於是沈如是亨利兩個彈冠相慶。認為這提議大好極好特別好,得到了鄧肯的允許後,兩人興致勃勃地出去找人手組織比賽了。
抓魚垂釣比賽開始。
…………
「萬頃波中一釣鉤」,釣魚這活動——風雅!
「一蓑一笠一漁舟」,釣得是湖光山色,一江清秋;千山萬徑人蹤滅,獨釣寒江,收得是煙波萬頃,我心堅定。談今古,論往來,千古英雄,盡付漁樵閒話,這是多少代文人隱逸的夢想;「獨坐釣魚台,人在風波裡。」又似那高士輕啜淡茶挪一下手中棋子,笑談道:「小兒輩,已破敵。」
就是神馬條件都不齊全,湊不出大江小河,哪怕有個溪流水溝積水池。拎上一根木桿,也大可搖頭晃腦,假裝一下前輩高人。姜子牙是怎麼做的?「願者上鉤」麼!
可是!
這樣風雅絕倫的活動,絕對不適宜搞一群赤膊黃毛大漢,手持惡俗的大紅花,迎風揮舞,口裡還「嘿喲嘿喲」吆喝著,唱得也不知道哪國小調。

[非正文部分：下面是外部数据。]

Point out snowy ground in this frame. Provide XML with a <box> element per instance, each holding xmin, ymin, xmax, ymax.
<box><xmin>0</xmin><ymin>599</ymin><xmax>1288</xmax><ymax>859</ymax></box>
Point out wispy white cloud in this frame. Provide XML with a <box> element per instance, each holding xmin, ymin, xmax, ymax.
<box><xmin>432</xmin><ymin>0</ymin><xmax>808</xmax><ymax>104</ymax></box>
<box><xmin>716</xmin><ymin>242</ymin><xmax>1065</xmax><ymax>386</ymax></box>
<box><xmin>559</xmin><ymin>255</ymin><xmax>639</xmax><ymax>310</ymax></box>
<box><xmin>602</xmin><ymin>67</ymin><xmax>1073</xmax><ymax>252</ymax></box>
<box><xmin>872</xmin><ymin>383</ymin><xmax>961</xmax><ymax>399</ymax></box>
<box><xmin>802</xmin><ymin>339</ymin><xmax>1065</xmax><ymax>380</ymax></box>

大阿哥攥了攥拳頭。默默地鼓勵自己:不能比那個黃毛先退縮。默念三遍,心情稍有平靜。望天。他對自己感到很自豪。今天,漲涵養了!
忍!
那小調成了大調。那紅花成了紅布。等等,這個鑼鼓聲音是什麼,胤褆忍不住了回頭看。有人正在敲著鍋鏟搞配樂。
亨利在旁邊豎起了大拇指:「沈大夫!您真有創意!在船上釣魚有什麼稀奇,在噪音環境還能釣出魚來這才是本領呀——等一等,我發現這個鍋好像能敲出高音sao來!」
胤褆默默地轉回頭,突然餘光看到了約翰同樣驚恐的目光。那個瞬間,胤褆發現,他一點都不記恨他了。
又聽見沈如是道:「你們跟我學哦。喊一句葡萄牙語一句英吉利語,再喊一句大清的話,這才公平!ole-go-加油!ole-go-加油!」
這都是什麼玩意兒啊!
胤褆掩面。只覺得拿著釣竿的手抖得呼啦啦停不了,恰似那驟雨過珍珠亂顫打新荷。
他回頭,再一次對上了約翰視線。兩個天之驕子帶著辛酸落拓不可言說的目光相遇了。他們開始惺惺相惜,簡直,就將抱頭痛哭了。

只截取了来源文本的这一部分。